Opposition lawmakers abstained from voting after the house speaker rejected a request for him to be temporarily freed to attend the election.
“I declare Mr. Shaukat Aziz as the member who controls the confidence of the majority of the members of the National Assembly,” Chaudhry Amir Hussain, speaker of the National Assembly, told lawmakers.
Aziz, 55, replaces caretaker Prime Minister Chaudhry Shujaat Hussain, who stepped down this week after only two months in office.
The election of Aziz, a former Citibank executive who has led the turnaround of Pakistan’s economy from the verge of bankruptcy over the past five years, was a formality given the pro-military parliamentary majority.
Aziz will be sworn in and is expected to name a new Cabinet today. He is expected to keep the finance portfolio and to retain key ministers, including Foreign Minister Khursheed Mehmood Kasuri, a senior government official said.
Opposition groups have criticized political maneuvering to get Aziz elected as an affront to democracy, and proof that Musharraf — who took power in a coup in 1999 — is still the sole controlling force in politics.
The vote was held up for an hour as opposition members protested a decision to bar their candidate from the session.
They shouted “Shame, Shame”, when the speaker ruled, after hearing arguments from the opposition and ruling lawmakers, that he could not issue an order to produce a convicted person.

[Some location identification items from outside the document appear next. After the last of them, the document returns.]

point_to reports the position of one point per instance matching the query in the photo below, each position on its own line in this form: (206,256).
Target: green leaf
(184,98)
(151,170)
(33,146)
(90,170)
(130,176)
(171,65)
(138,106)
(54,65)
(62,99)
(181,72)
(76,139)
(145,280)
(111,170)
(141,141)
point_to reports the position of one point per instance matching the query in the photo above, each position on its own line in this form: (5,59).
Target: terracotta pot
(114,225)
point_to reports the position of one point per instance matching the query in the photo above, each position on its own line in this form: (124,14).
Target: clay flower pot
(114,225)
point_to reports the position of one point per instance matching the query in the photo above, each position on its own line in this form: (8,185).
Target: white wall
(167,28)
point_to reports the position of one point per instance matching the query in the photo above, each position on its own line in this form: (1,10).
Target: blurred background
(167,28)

Chanting “Restore True Democracy”, members of both Islamist and secular opposition parties trooped out of the hall when he announced the start of voting.
“This is a farce, a complete farce, we don’t call it election,” opposition MP Tehmina Daultana said.

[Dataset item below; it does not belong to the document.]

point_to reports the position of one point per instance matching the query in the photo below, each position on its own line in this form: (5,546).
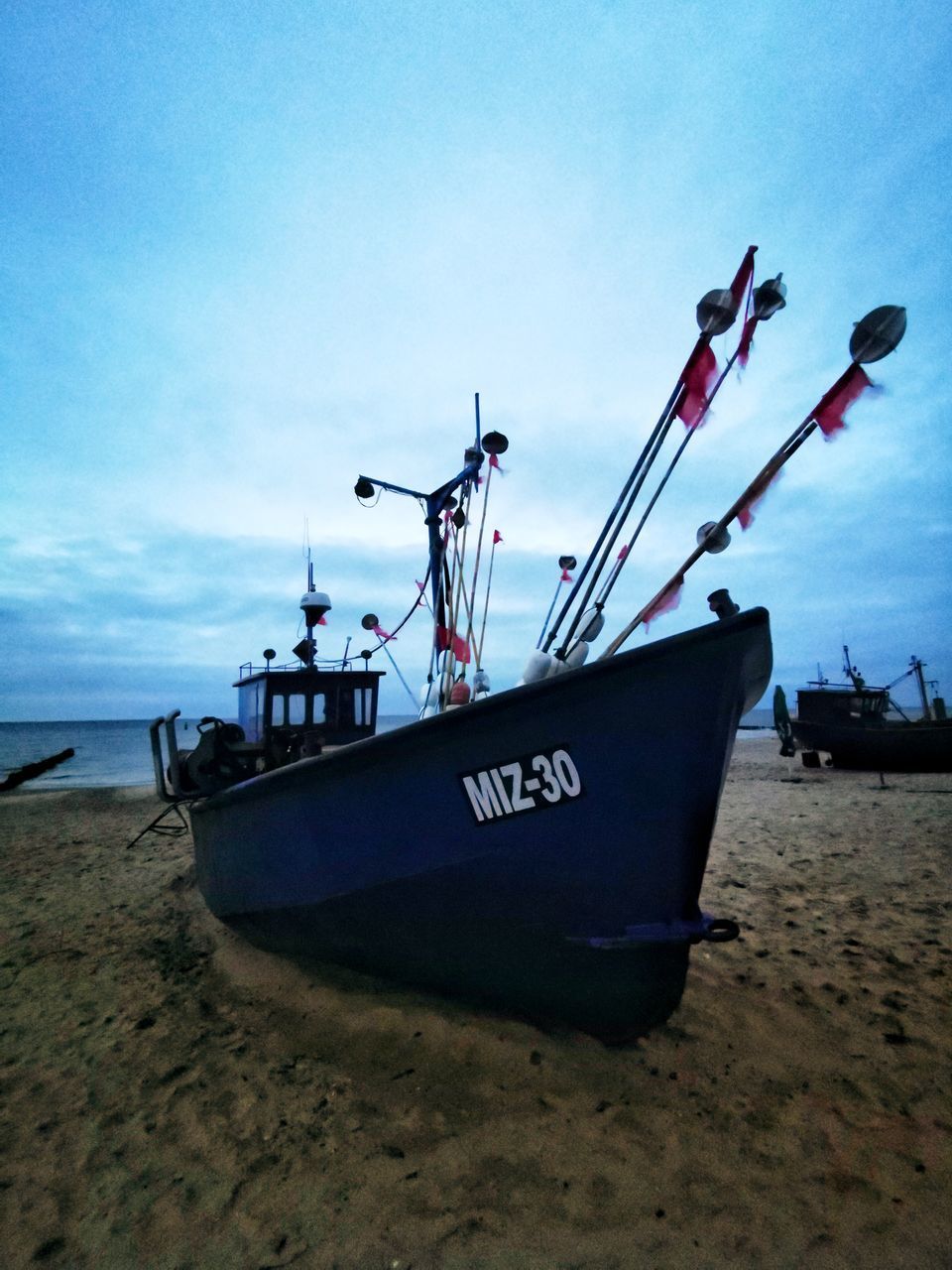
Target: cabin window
(250,710)
(289,710)
(363,707)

“We are extremely upset at this undemocratic behavior,” she said as opposition MPs gathered in the lobby.
“We have decided to boycott the election process,” said Chaudhry Nisar Ali Khan, a lawmaker for Hashmi’s Alliance for Restoration of Democracy, a 15-party opposition coalition. “The decision has been taken to protest the speaker’s decision.”
The opposition claims the conviction in April of Hashmi, one of Musharraf’s staunchest critics, was politically motivated.

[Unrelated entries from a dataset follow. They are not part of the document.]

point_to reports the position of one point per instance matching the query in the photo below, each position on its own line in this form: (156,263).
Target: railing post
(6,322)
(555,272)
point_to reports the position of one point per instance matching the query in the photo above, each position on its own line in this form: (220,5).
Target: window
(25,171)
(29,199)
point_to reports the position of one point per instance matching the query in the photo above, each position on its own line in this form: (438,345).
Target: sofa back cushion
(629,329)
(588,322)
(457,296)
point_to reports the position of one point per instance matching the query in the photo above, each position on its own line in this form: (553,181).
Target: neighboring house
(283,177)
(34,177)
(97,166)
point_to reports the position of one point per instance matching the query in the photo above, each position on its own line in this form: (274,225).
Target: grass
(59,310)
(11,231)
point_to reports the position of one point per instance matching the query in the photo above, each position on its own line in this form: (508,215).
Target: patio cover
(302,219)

Aziz was reconciliatory toward the opposition. “I offer my hand of friendship and cooperation,” he said after winning the vote.
“We will continue to get benefit from his wisdom,” Aziz said of Musharraf. He thanked him for giving him the opportunity to serve Pakistan.
He promised a responsible and competent government. “I don’t have a magic wand or lamp, but we will put our hearts and minds into serving this country. We will take benefits of development to the common man.”
Opposition lawmakers had filed into the house before the vote, chanting: “We reject the rule of oppression! Oh God, give us freedom!”
Some wore black armbands and carried portraits of Hashmi and former Prime Ministers Benazir Bhutto and Nawaz Sharif — leaders of opposition parties currently living in exile.
Aziz — who survived an assassination attempt by suspected militants on the campaign trail — is credited with managing a recovery in Pakistan’s economy as finance minister, after international sanctions were imposed on Islamabad because of its nuclear tests in 1998.
Former Prime Minister Zafarullah Khan Jamali resigned in June after reportedly falling out with Musharraf.
The change in prime ministers is not expected to affect key policies like Pakistan’s support of the US-led war on terrorism and the peace process with rival India, which are firmly in Musharraf’s hands.
“We will take ahead negotiations with India. It is our desire to find a just solution to Kashmir,” Aziz said, referring to the Himalayan territory claimed by both of South Asia’s nuclear-armed neighbors.
However, Aziz added that Pakistan would take “every measure” for the nation’s defense, and would “not only continue but we will try to get further improvement and expertise” for the nuclear program.
In Parliament, Aziz sat next to his predecessors, Hussain and Jamali.
Hussain, leader of the ruling Pakistan Muslim League-Q party, had served for just two months, making him the shortest-serving prime minister in Pakistan’s 57-year history.
He had acted as a stopgap after Jamali stood down, giving Aziz time to win a seat in the National Assembly — a requisite for any prime minister. “I would advise him (Aziz) ... to keep away from hypocrites and sycophants,” Hussain told Parliament.